Santat also sees a universal aspect to his own struggles. “While working on my own story, I’ve gone through a lot of personal healing,” he says. “As an author, I have to write an honest voice of my parents without sounding one-sided or biased….It’s a tough moment as a kid when you realize your parents aren’t perfect people, and I think it’s a feeling most kids can identify with.”
Santat says he felt that American Born Chinese was written specifically for him; like Brosgol, he had an instant connection. “[It] showed me that I wasn’t alone in my feelings of anger and frustration while growing up as the child of Asian immigrants,” he says. “The book changed my life.” Back to the top.
Suggested Reading
BROSGOL, Vera. Anya’s Ghost (First Second, 2011) Gr. 7 Up —Anya has the usual teenage hatred for her family, including her Russian-born mother who has high expectations and serves up high-calorie treats. When she meets a ghost with supernatural powers, Anya realizes how much her family means to her.
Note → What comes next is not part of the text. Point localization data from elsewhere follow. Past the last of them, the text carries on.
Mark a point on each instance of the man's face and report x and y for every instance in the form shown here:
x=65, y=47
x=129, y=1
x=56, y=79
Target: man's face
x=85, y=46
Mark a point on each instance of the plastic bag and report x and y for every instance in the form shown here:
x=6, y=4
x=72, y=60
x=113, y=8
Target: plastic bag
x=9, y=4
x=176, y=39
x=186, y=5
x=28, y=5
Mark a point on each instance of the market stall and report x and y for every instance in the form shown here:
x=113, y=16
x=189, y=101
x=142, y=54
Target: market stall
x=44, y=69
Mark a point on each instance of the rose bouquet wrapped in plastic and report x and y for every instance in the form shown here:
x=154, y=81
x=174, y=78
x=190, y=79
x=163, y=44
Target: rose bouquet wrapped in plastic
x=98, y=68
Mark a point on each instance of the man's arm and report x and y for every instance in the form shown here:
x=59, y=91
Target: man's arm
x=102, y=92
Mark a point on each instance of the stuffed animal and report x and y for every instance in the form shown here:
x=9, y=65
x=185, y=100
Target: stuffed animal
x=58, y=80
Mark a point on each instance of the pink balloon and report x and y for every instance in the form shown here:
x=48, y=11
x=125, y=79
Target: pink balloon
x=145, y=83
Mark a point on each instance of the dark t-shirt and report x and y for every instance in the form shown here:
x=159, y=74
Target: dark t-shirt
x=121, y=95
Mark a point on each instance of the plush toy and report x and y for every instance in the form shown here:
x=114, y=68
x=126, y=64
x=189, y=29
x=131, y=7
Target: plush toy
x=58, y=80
A 2012 Eisner Award winner.
DABAIE, Marguerite. The Hookah Girl (self-published, 2007) Gr. 10 Up —The daughter of Palestinian Christian immigrants, Dabaie muses about the image outsiders have of Palestinians and the quirks of her own family in a series of short comics.
FAJARDO, Kat. Gringa (self-published, 2015) Gr. 9 Up —Fajardo depicts the tension between her Latina heritage and her desire to fit in with her non-Latinx peers.
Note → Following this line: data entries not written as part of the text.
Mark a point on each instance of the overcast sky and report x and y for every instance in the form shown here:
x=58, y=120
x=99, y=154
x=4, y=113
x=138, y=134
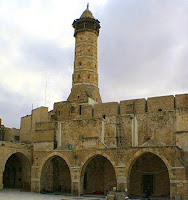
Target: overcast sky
x=142, y=51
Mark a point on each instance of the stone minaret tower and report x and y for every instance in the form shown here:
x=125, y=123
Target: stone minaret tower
x=85, y=78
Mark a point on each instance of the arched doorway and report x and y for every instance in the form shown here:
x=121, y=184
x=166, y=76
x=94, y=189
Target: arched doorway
x=55, y=176
x=98, y=176
x=149, y=176
x=17, y=172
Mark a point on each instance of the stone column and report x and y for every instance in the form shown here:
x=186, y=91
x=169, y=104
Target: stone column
x=75, y=178
x=1, y=179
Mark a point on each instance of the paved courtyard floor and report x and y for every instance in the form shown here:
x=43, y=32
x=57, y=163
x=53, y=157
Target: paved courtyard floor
x=9, y=194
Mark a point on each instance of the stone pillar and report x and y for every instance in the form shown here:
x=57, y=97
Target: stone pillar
x=1, y=175
x=75, y=185
x=1, y=179
x=121, y=178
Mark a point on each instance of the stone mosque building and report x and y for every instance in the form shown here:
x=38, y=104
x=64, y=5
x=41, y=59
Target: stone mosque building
x=84, y=146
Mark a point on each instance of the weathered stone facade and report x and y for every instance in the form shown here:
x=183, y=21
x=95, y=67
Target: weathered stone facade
x=86, y=146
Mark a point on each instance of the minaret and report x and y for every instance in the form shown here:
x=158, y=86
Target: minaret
x=85, y=78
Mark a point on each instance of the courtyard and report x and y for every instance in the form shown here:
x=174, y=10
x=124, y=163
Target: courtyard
x=13, y=194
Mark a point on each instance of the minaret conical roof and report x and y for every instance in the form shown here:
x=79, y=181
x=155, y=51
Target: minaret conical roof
x=87, y=13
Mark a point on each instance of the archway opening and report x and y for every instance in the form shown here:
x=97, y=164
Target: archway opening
x=55, y=176
x=98, y=176
x=17, y=172
x=149, y=177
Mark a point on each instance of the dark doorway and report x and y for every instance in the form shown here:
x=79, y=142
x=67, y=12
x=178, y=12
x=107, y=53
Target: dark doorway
x=98, y=176
x=149, y=173
x=17, y=172
x=55, y=176
x=148, y=183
PANDYA, Aatmaja. Phantom (self-published, 2015) Gr. 7 Up —Pandya has mixed feelings when she returns to the very diverse neighborhood in Queens where she grew up.
TAN, Shaun. The Arrival (Scholastic/Arthur A. Levine, 2007) Gr. 7 Up —This classic depicts the experiences of a man who leaves his family and travels to a strange land. Tan creates a magical world whose alphabet and language, technology, and animals are realistic but not real, so readers feel as disoriented as the immigrant.
TRAN, G.B. Vietnamerica: A Family’s Journey (Villard. 2011) Gr. 11 Up —Tran accompanies his parents to Vietnam, which they fled at the end of the Vietnam War, and learns the history of his parents, their families, and what they endured. Using distinctive palettes, Tran moves between two story lines about each parent’s family. Nominated for an Eisner Award.
WILSON, G. Willow. Ms. Marvel, vol. 1: No Normal . illus. by Adrian Alphona. (Marvel, 2014) Gr. 7 Up —Kamala Khan is a 16-year-old comics nerd, the daughter of Pakistani immigrants, growing up in Jersey City. She has a nice set of friends who “get” her—while others don’t. Her problems get more intense when she becomes a superhero begins to shapeshift.
YANG, Gene Luen. American Born Chinese. (First Second, 2007) Gr. 7 Up —Yang weaves together three stories about the Monkey King, a high school student, and a caricature of offensive Chinese stereotypes, to create a tale of individuals just trying to fit in.
YANG, Gene Luen. Level Up. illus. by Thien Pham (First Second, 2011) Gr. 7 Up —Dennis Ouyang’s parents want him to become a doctor, but he finds success on the professional video game circuit. When angels suddenly appear and lead him back to medical school, Dennis gains new insight into his father’s life.
YANG, Gene Luen. The Shadow Hero. illus. Sonny Liew (First Second. 2014) Gr. 7 Up —The son of Chinese immigrants is pressured by his mother into becoming a superhero—and learns that upholding truth and justice is serious business, especially when his family is involved. Loosely based on the Green Turtle, created by Chu F. Hing in the 1940s.